Over 800 sculptures from Daniel Vasella ready for transfer to India,wait for Customs duty exemption to come through

Written by Anubhuti Vishnoi | New Delhi |
September 9, 2012 1:47:55 am

A treasure trove of ancient Indian sculptures is headed back to the country thanks to an unlikely donor. Swiss pharmaceutical group Novartis’s chairman Daniel Vasella will be gifting his entire personal collection of Indian sculptures and other art work to Mumbai’s Chhatrapati Shivaji Maharaj Vastu Sanghralaya,sources told The Indian Express.

Novartis,incidentally,is fighting India’s patent laws in the Supreme Court over a cancer drug. Vasella is credited with turning around the pharmaceutical company.

Over 800 bronze sculptures collected over time by Vasella may be transferred to India. Novartis officials were not willing to comment on the issue till the transfer process gets the go-ahead of the Indian government.

“These are ethnographic pieces. Most date back to the 1930s,so while these are not ancient works,they are quite interesting and well maintained. The Novartis chairman expressed his desire to bring back the collection to India and our trust accepted the proposal. We have sought that Customs duty be waived and the Ministry of Culture is at work to facilitate the transfer,” an official at the museum said.

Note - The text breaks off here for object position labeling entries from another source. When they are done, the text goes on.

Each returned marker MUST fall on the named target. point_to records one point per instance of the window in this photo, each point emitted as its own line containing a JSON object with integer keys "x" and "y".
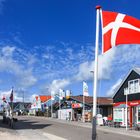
{"x": 134, "y": 86}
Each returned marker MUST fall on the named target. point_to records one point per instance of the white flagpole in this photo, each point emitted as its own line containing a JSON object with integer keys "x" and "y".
{"x": 52, "y": 104}
{"x": 95, "y": 74}
{"x": 126, "y": 110}
{"x": 83, "y": 104}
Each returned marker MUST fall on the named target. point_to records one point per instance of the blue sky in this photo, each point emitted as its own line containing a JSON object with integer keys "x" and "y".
{"x": 49, "y": 44}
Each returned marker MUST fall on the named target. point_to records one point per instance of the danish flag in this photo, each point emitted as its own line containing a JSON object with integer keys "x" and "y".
{"x": 119, "y": 29}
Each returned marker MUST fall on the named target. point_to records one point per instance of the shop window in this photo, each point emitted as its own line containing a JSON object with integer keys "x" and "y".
{"x": 134, "y": 86}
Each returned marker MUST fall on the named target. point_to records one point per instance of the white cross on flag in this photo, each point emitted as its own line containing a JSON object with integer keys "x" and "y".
{"x": 119, "y": 29}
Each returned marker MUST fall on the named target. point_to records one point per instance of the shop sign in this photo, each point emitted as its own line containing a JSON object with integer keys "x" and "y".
{"x": 118, "y": 115}
{"x": 76, "y": 105}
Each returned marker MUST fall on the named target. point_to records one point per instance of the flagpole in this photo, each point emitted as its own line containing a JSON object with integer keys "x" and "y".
{"x": 95, "y": 75}
{"x": 83, "y": 104}
{"x": 126, "y": 109}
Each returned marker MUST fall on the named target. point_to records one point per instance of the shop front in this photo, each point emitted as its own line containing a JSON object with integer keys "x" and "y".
{"x": 132, "y": 116}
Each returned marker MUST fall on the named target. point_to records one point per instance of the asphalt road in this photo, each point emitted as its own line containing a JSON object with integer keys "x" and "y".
{"x": 39, "y": 127}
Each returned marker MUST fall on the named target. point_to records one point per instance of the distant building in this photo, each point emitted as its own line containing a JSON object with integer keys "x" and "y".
{"x": 72, "y": 108}
{"x": 130, "y": 86}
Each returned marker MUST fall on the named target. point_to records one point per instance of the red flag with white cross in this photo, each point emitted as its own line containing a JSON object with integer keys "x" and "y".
{"x": 119, "y": 29}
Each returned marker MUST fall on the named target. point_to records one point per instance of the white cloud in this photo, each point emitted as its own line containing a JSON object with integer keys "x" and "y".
{"x": 104, "y": 67}
{"x": 23, "y": 75}
{"x": 7, "y": 51}
{"x": 57, "y": 84}
{"x": 112, "y": 90}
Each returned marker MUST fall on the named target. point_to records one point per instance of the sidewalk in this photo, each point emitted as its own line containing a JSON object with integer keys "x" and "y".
{"x": 121, "y": 131}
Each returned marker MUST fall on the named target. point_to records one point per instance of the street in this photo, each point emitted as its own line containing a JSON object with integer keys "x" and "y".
{"x": 43, "y": 128}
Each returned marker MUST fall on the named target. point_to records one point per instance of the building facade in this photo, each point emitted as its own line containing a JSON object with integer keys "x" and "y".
{"x": 126, "y": 100}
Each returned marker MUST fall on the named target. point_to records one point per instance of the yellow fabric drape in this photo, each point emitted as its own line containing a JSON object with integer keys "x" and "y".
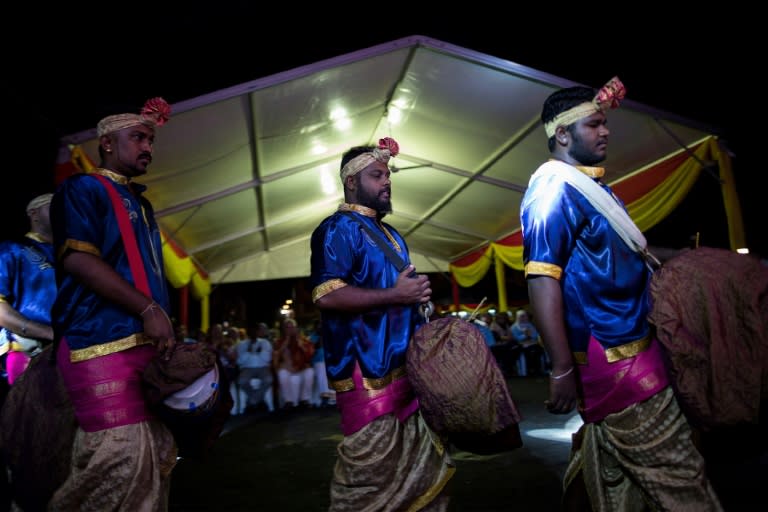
{"x": 647, "y": 211}
{"x": 471, "y": 274}
{"x": 501, "y": 284}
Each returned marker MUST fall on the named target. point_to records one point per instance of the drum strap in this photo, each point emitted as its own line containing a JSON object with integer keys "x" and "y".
{"x": 399, "y": 263}
{"x": 129, "y": 237}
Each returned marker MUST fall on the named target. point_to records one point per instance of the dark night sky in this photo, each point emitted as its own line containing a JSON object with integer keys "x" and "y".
{"x": 60, "y": 77}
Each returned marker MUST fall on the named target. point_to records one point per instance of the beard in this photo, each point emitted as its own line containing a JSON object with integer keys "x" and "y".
{"x": 374, "y": 200}
{"x": 579, "y": 152}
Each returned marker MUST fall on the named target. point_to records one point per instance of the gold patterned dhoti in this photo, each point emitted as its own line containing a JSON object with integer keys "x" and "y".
{"x": 643, "y": 458}
{"x": 388, "y": 465}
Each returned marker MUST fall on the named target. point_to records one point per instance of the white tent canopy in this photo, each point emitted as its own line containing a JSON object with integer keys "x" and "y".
{"x": 242, "y": 176}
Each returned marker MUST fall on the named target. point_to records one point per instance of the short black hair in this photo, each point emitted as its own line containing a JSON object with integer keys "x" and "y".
{"x": 353, "y": 152}
{"x": 562, "y": 100}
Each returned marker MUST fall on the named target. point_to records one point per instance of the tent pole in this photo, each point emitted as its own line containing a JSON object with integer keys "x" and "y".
{"x": 501, "y": 283}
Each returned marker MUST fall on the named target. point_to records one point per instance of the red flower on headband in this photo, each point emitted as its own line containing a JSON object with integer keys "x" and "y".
{"x": 156, "y": 109}
{"x": 610, "y": 94}
{"x": 390, "y": 144}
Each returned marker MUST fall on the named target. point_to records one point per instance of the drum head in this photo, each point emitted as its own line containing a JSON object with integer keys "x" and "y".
{"x": 198, "y": 396}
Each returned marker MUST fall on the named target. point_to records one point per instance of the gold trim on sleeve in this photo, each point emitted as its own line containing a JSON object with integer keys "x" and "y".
{"x": 539, "y": 268}
{"x": 326, "y": 288}
{"x": 104, "y": 349}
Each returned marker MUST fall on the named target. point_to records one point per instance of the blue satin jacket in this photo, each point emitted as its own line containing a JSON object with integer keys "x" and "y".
{"x": 343, "y": 254}
{"x": 604, "y": 282}
{"x": 83, "y": 219}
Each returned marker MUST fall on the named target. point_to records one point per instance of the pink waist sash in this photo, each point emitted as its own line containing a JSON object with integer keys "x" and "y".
{"x": 106, "y": 391}
{"x": 611, "y": 387}
{"x": 361, "y": 406}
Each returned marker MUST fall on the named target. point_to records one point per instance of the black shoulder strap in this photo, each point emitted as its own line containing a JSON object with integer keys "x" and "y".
{"x": 395, "y": 258}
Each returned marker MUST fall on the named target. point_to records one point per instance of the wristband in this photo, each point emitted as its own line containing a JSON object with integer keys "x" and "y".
{"x": 149, "y": 307}
{"x": 565, "y": 373}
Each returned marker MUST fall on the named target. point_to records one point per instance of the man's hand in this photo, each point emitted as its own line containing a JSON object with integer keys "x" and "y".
{"x": 562, "y": 392}
{"x": 158, "y": 327}
{"x": 412, "y": 288}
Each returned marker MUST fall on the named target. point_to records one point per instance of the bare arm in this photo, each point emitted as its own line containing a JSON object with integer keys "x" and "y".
{"x": 547, "y": 304}
{"x": 23, "y": 326}
{"x": 104, "y": 281}
{"x": 407, "y": 290}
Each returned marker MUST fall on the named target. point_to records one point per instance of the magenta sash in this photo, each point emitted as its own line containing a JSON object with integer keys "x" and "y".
{"x": 361, "y": 406}
{"x": 106, "y": 390}
{"x": 611, "y": 387}
{"x": 15, "y": 364}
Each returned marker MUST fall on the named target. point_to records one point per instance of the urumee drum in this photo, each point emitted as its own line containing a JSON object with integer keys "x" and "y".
{"x": 199, "y": 397}
{"x": 462, "y": 393}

Vasella is said to be quite keen that the transfer goes through as early as possible and the sculpture collection is reportedly already at a shipping warehouse for transportation to Mumbai. All that’s needed is a duty exemption certificate from India. However,the Customs can give that only after the Archaeological Survey of India (ASI) completes a valuation and issues a certificate. The certification process is on,sources at the Culture Ministry and ASI said.

The wait also means that the consignment is attracting demurrage charges. Novartis’s India office is said to be coordinating with the Ministry of Culture.

Chhatrapati Shivaji Maharaj Vastu Sanghralaya,which will house the sculptures,was earlier called Prince of Wales Museum of Western India and was founded in 1905.